Il rischio principale è che l’Europa, come è già accaduto con la Grecia, superi la crisi economica cedendo quote preziose della propria sovranità. L’acquisizione del Pireo da parte della Cina ha significato regalare ad un competitor strategico una piattaforma di sviluppo fondamentale per presidiare i traffici marittimi sul Mediterraneo. Questo è avvenuto perchè di fatto la politica economica ed industriale dell’Europa è inadeguata, se vogliamo usare un eufemismo. In questi anni l’Europa è rimasta a galla solo grazie al bazooka di Draghi e della BCE, davvero poco per un Continente che fino a qualche decennio fa produceva il 50% del Pil mondiale.
La principale opportunità resta il Mediterraneo, che è il crocevia delle nuove sfide energetiche che contrapporranno Europa, Russia, Israele e Paesi Arabi. Mentre a San Foca, in Puglia, si inasprisce il conflitto sul punto di approdo di Tap, a Tel Aviv il via libera a EastMed, il più grande gasdotto sottomarino del mondo che dovrebbe portare nel nostro Paese il gas naturale off shore dei giacimenti di Israele e Cipro, rilancia nei fatti l’ipotesi di utilizzo del gasdotto Poseidon di Edison a Otranto. La realizzazione del gasdotto e le nuove alleanze energetiche che ne deriveranno, cambieranno i rapporti forza all’interno dello scacchiere energetico mondiale. Se da una parte, infatti, l’Europa sarà sempre meno dipendente dalla Russia, dall’altra questa influenza costituirà un contrappeso al potere arabo, e va ad inserirsi nella complessa dinamica delle infrastrutture energetiche in fase di realizzazione tra il Caspio e l’Europa.

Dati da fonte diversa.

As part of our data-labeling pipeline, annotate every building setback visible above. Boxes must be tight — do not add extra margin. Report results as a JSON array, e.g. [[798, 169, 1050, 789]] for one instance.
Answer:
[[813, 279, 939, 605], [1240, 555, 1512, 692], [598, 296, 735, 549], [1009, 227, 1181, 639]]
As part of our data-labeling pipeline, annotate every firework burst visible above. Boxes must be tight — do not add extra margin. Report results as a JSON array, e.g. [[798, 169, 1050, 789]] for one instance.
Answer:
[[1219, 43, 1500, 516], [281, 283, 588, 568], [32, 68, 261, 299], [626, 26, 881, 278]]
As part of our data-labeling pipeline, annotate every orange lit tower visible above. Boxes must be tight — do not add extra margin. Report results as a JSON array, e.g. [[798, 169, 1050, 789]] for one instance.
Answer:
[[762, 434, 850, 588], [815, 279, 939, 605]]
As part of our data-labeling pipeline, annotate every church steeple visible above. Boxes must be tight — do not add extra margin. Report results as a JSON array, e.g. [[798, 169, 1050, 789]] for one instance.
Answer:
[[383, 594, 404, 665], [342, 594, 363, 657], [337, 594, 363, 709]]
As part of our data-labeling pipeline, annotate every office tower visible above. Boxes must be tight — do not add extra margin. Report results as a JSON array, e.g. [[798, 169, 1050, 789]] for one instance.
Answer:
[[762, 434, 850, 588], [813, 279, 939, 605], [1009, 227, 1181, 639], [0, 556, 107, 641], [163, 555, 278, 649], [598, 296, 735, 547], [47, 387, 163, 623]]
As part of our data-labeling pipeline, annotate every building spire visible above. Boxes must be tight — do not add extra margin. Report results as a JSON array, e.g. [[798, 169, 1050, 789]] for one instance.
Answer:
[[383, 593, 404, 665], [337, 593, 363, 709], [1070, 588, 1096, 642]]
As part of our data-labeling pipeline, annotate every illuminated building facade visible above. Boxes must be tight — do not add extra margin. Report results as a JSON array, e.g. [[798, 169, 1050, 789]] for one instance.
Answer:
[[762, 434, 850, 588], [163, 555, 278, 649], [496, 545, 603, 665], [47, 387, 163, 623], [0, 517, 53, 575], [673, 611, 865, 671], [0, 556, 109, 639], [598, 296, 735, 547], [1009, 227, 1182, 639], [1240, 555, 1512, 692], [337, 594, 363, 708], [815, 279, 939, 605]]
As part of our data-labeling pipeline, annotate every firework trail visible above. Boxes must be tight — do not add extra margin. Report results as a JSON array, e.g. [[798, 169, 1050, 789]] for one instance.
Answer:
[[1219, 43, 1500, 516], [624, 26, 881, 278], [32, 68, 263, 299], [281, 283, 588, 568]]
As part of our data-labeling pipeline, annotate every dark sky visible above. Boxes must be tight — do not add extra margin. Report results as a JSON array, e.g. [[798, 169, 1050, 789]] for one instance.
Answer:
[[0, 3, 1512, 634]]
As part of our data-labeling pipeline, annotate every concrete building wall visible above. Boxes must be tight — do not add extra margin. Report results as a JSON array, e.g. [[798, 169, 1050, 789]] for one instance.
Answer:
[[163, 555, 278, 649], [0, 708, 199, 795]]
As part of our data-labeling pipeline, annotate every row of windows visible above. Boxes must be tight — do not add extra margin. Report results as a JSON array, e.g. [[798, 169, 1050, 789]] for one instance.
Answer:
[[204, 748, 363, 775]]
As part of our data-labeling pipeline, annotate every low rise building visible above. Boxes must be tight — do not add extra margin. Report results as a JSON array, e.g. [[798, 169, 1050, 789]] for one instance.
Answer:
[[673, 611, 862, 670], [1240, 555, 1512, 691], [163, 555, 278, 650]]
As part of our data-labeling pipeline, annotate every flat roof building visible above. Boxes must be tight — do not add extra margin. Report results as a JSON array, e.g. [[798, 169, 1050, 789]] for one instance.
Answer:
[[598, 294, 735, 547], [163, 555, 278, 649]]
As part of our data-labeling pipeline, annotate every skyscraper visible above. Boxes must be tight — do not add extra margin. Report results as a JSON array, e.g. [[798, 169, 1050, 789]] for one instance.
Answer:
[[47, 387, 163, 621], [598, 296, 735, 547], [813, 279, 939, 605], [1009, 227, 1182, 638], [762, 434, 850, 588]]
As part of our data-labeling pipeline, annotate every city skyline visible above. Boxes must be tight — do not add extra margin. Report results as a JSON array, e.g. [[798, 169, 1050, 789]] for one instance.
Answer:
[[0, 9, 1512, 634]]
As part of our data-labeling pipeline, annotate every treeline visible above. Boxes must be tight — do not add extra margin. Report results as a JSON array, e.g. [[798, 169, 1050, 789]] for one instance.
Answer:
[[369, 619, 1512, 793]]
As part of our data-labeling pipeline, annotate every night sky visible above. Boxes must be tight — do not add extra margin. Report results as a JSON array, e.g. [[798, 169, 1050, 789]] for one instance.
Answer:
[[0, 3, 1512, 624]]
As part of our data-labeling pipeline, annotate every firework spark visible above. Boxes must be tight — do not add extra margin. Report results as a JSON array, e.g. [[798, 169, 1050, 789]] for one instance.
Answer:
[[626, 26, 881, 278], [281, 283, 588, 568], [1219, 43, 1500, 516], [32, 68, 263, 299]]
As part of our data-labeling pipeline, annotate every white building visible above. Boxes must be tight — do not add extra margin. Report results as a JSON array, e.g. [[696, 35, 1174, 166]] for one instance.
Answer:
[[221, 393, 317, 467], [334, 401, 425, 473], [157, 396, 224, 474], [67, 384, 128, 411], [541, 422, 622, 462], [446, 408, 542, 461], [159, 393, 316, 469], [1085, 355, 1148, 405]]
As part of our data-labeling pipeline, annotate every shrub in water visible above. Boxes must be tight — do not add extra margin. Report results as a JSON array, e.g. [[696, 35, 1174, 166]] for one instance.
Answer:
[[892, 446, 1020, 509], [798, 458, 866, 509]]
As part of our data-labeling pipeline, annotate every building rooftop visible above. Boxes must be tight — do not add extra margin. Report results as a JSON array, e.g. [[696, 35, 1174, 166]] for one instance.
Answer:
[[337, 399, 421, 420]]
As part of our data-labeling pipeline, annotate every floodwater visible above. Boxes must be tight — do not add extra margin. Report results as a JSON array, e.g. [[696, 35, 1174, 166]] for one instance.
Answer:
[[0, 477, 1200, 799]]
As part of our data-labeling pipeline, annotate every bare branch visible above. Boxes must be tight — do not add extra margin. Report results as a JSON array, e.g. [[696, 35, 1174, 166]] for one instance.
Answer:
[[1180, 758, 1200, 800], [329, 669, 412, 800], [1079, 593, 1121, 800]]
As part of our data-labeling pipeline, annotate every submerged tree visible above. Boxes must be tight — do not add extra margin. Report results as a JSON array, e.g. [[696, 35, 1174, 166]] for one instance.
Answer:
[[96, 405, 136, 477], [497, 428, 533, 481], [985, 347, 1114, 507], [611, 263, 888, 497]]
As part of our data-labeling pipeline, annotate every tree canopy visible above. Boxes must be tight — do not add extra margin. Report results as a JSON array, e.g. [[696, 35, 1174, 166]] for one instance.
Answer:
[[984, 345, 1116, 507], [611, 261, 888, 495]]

Sarebbe auspicabile, pertanto, la realizzazione di un sistema infrastrutturale all’avanguardia che possa permettere all’Europa del Sud di far fronte ai trend dei nuovi traffici commerciali e, soprattutto, di farle acquisire un maggiore potenziale in termini di efficienza e di sicurezza.
Bio Prof. Stefano M. Cianciotta: Presidente dell’Osservatorio nazionale Infrastrutture di Confassociazioni. E’ attualmente consulente del Centro di Formazione del Ministero della Difesa sui temi del Crisis Management e della Comunicazione strategica di crisi, ed è docente a contratto di Crisis Management alle Università di Teramo e Verona. Dal 2015 al 2017 è stato Direttore Scientifico del Master in Comunicazione Pubblica e Istituzionale alla Scuola Umbra di Amministrazione Pubblica. In rappresentanza dello Stato Maggiore della Difesa ha partecipato alla NATO Information and Communicators’ Conference, (Roma 17/21 settembre 2018), con una relazione dal titolo The Information Environment Assessment (IEA): correlation between financial investments, infrastructure, perceptions and security”. Case-study: the Chinese’s means of communication and its influence in Africa”. Ha scritto oltre 300 approfondimenti sulle riviste economiche sullo sviluppo delle infrastrutture ed ha pubblicato sul tema del management di crisi i manuali economici per Maggioli Editore Comunicare e gestire la crisi, Strategie, azioni e strumenti per tutelare la reputazione aziendale (2014), e Comunicare e Organizzare l’emergenza nella Pa (2015). Frequente ospite delle trasmissioni del Tg1 Rai Uno Mattina e Studio24 di Rai News 24, è editorialista dei quotidiani Il Foglio, Il Messaggero e Il Sole 24 Ore.